Just as ATD’s annual Chapter Leaders Conference brings together approximately 300 colleagues from across the country to learn about leadership from each other (and connects us with colleagues offsite through our use of the conference backchannel), the NMC Summer Conference brought together approximately300 educators from around the world to learn about ed-tech from each other—peer-to-peer learning and dissemination of ideas and best practices at its best.

The result was that the learning began as soon as we arrived on site and began talking with each other over meals. Learning continued during the formal keynote and breakout sessions. And learning took fascinating twists by turning an open conference center meeting space into an innovative learning space through an “Idea Lab” series of poster sessions.

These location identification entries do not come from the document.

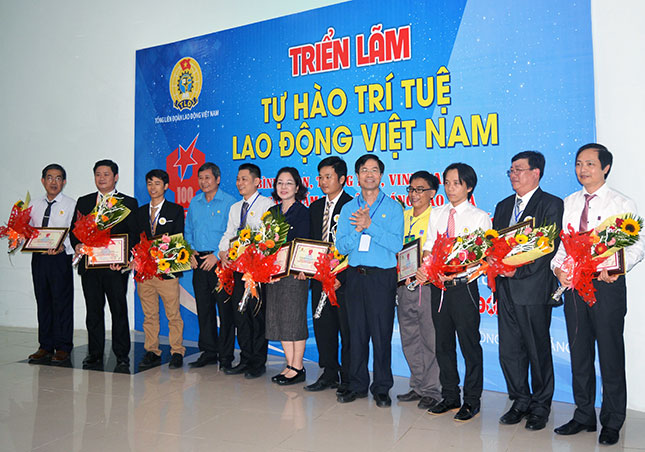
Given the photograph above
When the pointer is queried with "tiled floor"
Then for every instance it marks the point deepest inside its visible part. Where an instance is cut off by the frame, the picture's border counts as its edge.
(46, 408)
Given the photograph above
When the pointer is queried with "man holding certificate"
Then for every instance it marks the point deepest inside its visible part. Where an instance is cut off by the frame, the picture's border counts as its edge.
(52, 271)
(603, 323)
(101, 283)
(370, 232)
(414, 308)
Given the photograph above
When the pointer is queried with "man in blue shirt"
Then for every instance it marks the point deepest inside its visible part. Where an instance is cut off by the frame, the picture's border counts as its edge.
(370, 232)
(205, 224)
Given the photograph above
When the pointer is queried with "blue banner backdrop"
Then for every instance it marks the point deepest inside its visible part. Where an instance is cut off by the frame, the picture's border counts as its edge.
(420, 84)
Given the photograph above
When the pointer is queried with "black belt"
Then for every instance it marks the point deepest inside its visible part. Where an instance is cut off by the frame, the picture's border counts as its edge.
(456, 281)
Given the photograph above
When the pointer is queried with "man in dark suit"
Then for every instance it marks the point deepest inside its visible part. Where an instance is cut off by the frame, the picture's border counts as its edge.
(99, 283)
(324, 214)
(157, 218)
(523, 299)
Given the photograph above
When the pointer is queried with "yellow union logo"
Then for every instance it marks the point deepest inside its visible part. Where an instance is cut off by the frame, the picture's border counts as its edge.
(185, 83)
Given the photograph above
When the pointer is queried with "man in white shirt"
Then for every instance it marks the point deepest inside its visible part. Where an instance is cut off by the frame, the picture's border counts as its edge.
(52, 272)
(603, 323)
(456, 310)
(249, 324)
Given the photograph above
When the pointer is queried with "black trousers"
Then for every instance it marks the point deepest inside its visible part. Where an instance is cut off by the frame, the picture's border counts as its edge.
(208, 303)
(525, 341)
(332, 321)
(603, 325)
(250, 326)
(458, 313)
(54, 289)
(99, 284)
(370, 299)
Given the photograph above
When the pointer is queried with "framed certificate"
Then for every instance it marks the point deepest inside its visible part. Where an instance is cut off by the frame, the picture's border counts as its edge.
(614, 264)
(511, 230)
(409, 260)
(283, 259)
(45, 239)
(115, 253)
(305, 254)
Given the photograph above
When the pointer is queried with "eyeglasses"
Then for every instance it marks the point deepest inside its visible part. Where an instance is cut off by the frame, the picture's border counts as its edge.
(417, 190)
(517, 171)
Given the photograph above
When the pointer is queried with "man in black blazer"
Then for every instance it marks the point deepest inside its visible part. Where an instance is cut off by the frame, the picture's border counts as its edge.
(157, 218)
(99, 283)
(523, 299)
(332, 173)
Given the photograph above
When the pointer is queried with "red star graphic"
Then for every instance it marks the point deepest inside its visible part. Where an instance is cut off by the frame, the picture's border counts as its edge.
(186, 159)
(185, 64)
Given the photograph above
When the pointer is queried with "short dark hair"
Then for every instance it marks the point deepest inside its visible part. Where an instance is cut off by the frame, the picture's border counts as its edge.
(54, 166)
(106, 162)
(431, 179)
(535, 159)
(466, 174)
(252, 168)
(159, 174)
(210, 166)
(301, 192)
(337, 164)
(605, 157)
(364, 158)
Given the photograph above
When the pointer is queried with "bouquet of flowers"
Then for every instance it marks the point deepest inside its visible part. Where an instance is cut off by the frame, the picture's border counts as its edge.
(93, 230)
(18, 229)
(328, 266)
(512, 251)
(253, 253)
(162, 256)
(585, 250)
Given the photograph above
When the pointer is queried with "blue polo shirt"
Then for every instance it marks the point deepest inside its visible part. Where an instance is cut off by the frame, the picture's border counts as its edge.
(386, 232)
(206, 221)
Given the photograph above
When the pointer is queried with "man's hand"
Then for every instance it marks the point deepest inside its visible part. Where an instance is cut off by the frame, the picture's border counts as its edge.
(361, 219)
(209, 262)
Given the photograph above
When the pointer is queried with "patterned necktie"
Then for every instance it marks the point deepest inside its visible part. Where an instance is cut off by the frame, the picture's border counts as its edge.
(451, 223)
(48, 212)
(584, 220)
(153, 219)
(517, 212)
(325, 235)
(243, 213)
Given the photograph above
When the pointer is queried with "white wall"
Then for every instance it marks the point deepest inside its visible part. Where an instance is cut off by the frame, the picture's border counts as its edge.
(68, 96)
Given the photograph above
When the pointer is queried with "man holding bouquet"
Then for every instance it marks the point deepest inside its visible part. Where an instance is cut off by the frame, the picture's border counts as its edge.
(101, 283)
(523, 299)
(603, 323)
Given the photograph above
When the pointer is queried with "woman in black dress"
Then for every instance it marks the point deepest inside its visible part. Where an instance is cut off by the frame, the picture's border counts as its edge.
(286, 309)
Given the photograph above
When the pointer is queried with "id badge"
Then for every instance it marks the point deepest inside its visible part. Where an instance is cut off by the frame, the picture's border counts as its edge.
(364, 244)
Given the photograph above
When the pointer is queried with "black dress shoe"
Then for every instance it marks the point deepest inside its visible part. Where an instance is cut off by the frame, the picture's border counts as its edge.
(176, 361)
(255, 372)
(149, 361)
(409, 396)
(321, 384)
(444, 406)
(427, 403)
(572, 427)
(535, 422)
(204, 360)
(512, 416)
(300, 376)
(466, 412)
(608, 436)
(350, 396)
(382, 400)
(236, 370)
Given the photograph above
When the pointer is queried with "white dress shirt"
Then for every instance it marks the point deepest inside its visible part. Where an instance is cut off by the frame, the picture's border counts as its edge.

The Idea Lab space was one that every trainer-teacher-learner should have been able to experience first-hand. Some presentations mirrored the traditional poster-board format with presenters using printed posters as the backdrop for their brief live presentations. A presentation on massive open online courses (MOOCs) had participants use tablets to view a variety of short pre-recorded presentations on the topics. And a stunningly effective and engaging session about  how an elementary-school teacher integrated social media tools into the learning process across a wide range of topics:

  • Using Skype so students can talk to other students across the country as a way of learning geography

  • Using tablets to write essays on substantive matters including the civil rights movement

  • Using Twitter to hone English-language skills by writing grammatically correct sentences before tweeting them out.

One Idea Lab session by teacher-trainer-learner (Cheryl Steighner) had her fourth- and fifth-grade learners talk to us informally about how and what they learned through the learning she facilitated—thereby making them part of our trainer-teacher-learner community.

Moving forward

We have all read about learning organizations through the work of Peter Senge in his best-selling book The Fifth Discipline: The Art & Practice of the Learning Organization. We have experienced the power of participating in communities of practice through ATD and other organizations. We have been engaged through our own communities of learning and personal learning networks. And a few of us have been experimenting with enhancing our onsite-online learning spaces through presentations at ATD chapter meetings along the lines of what NMC colleague Samantha Becker and I most recently accomplished again with the ATD Golden Gate Chapter’s Horizon Report session.

But it takes a gathering at the level of NMC’s ed-tech conference or ATD’s Chapter Leaders Conference to remind us that our learning spaces are all around us—. Whether onsite, online, or blended, learning spaces have extremely permeable physical and virtual walls. Learning spaces are changing in ways that require our attention and our collaboration so we can continue shaping them in ways that meet the needs of our current and future learners.